3. Centralized SSL certificate support
Cloud hosting providers that need to host multiple HTTPS websites on each server in their web
farms can also benefit from other SSL-related improvements in IIS 8.
These improvements help make the IIS platform more scalable and
manageable for hosting secure websites.
Managing SSL certificates on servers in web farms running earlier
versions of IIS was time-consuming because the certificates had to be
imported into every server in the farm. This made scaling out your farm
by deploying additional servers a difficult chore. In addition,
replicating certificates across servers in a farm was complicated by
the need to ensure manually that certificate versions were in sync.
IIS 8 now makes managing SSL certificates on servers in web farms
much easier by introducing a new central certificate store that lets
you store all the certificates for your web servers in a file share on
the network instead of in the certificate store of each server.
In addition to enhanced SSL manageability, IIS 8 includes significant improvements in the area of SSL
scalability. For example, in previous versions of IIS, the certificate
for an HTTPS website is loaded into memory (a process that could take
considerable time) upon the first client accessing the site, and the
certificate then remains in memory indefinitely. Hosting only a few SSL
sites on an IIS server, therefore, could lead to large amounts of
memory being wasted for secure sites that were rarely accessed.
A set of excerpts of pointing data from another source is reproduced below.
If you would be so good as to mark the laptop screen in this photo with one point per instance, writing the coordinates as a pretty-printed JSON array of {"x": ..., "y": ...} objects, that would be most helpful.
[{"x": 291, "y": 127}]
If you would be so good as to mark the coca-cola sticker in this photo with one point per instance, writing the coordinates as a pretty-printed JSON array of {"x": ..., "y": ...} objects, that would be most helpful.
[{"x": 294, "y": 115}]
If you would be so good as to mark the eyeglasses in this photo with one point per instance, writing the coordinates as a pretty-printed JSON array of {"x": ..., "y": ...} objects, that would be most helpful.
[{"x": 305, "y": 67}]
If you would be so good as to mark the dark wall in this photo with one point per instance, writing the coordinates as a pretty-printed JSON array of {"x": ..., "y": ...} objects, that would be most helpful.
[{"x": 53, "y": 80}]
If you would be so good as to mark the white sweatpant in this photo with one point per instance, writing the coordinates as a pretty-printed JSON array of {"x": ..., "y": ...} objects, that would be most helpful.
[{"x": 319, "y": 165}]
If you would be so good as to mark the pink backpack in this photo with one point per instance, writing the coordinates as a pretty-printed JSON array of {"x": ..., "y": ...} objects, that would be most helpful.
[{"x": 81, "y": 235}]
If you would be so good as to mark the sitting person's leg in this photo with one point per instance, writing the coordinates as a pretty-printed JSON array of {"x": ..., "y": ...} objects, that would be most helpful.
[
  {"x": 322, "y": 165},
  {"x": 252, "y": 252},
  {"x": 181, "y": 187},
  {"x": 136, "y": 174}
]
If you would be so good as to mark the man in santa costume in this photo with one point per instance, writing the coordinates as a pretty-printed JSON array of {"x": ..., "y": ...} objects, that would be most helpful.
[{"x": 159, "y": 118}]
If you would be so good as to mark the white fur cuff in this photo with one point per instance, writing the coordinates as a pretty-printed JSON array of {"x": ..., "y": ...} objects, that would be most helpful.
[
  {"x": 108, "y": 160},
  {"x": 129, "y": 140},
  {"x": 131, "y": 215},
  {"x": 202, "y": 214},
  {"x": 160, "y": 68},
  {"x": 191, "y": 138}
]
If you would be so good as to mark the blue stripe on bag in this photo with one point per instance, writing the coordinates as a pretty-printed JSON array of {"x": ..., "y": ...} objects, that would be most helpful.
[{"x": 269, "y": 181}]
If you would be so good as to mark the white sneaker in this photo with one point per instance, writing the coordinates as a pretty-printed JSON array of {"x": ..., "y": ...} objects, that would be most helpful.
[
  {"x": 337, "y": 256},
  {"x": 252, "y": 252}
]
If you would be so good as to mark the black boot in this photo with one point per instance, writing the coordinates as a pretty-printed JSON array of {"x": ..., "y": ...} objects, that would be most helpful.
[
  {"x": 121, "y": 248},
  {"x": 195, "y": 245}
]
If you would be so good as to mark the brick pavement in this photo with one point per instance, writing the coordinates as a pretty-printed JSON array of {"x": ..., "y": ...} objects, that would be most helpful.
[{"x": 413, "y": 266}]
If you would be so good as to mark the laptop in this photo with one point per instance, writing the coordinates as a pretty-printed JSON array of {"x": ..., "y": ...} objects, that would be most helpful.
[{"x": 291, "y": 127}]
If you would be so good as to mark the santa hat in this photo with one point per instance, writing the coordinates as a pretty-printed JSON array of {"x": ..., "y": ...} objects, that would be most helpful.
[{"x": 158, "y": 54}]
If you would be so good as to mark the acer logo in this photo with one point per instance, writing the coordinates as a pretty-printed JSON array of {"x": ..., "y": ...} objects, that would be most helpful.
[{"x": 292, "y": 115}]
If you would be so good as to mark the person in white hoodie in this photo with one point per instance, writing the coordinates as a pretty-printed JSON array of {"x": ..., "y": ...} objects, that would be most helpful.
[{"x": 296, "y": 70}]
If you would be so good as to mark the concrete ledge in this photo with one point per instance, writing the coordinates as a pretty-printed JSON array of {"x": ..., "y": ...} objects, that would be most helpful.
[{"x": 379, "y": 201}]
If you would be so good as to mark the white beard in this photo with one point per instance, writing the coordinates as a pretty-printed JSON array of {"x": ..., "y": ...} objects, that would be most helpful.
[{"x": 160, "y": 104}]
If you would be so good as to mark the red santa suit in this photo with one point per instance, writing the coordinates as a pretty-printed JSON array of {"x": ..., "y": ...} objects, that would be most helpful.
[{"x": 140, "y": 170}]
In IIS 8, however, once a certificate is loaded into memory, it can
now be unloaded automatically after the secure site has been idle for a
configurable amount of time. In addition, certificates now load into
memory almost instantaneously, which eliminates the delay often
experienced by clients accessing secure sites for the first time in
earlier versions of IIS. (Only the certificates for HTTPS requests are
loaded, instead of all the certificates.) This change means that fewer
certificates are kept in memory, which means that more memory is
available on the server for other uses, such as running worker
processes.
These scalability and manageability improvements mean that instead
of hosting fewer than 500 secure sites on a single server, you can now
host more than 10,000 SSL sites on one IIS 8 server. And as the next
section discusses, configuring a central store for SSL certificates also increases the elasticity of your web farms.
Configuring a central store
To configure IIS to use a central store for storing SSL certificates, you first need to add the Centralized SSL Certificate Support feature. You can do this by starting the Add Roles And Features Wizard from Server Manager:
Once this feature has been enabled on your server, opening IIS Manager will show a Centralized Certificates node in the Management section of your server’s configuration settings:
Selecting the Centralized Certificates node displays a message saying that a central certificates location has not yet been set:
Clicking Edit Feature Settings opens a dialog box that lets you
enable this feature and configure the path and credentials for the
shared folder on the network where SSL certificates should be stored:
Note that the certificate password is necessary when you have created PFX files with a password that protects the private key. In addition, all your PFX files in the shared certificate store must use the same password. You cannot have a different password for each PFX file.
You can then group your SSL certificates in the Centralized Certificates pane by Expiration Date, or Issued By, to manage them more easily:
Once you’ve copied your SSL certificates to the central store, you can configure SSL websites to use the central store when you add them in IIS Manager:
Note that you don’t need to select your certificate by name when you
add a new SSL site in IIS Manager. If you had to do this for each new
secure site and you had hundreds or thousands of certificates in your
store, this would make configuring
SSL sites too difficult. Instead, you simply make sure that the name of
the certificate matches the host header name for the secure site that
uses it. This dynamic configuration of certificates for SSL sites means
that adding an SSL central store to your web farms makes your farms more elastic.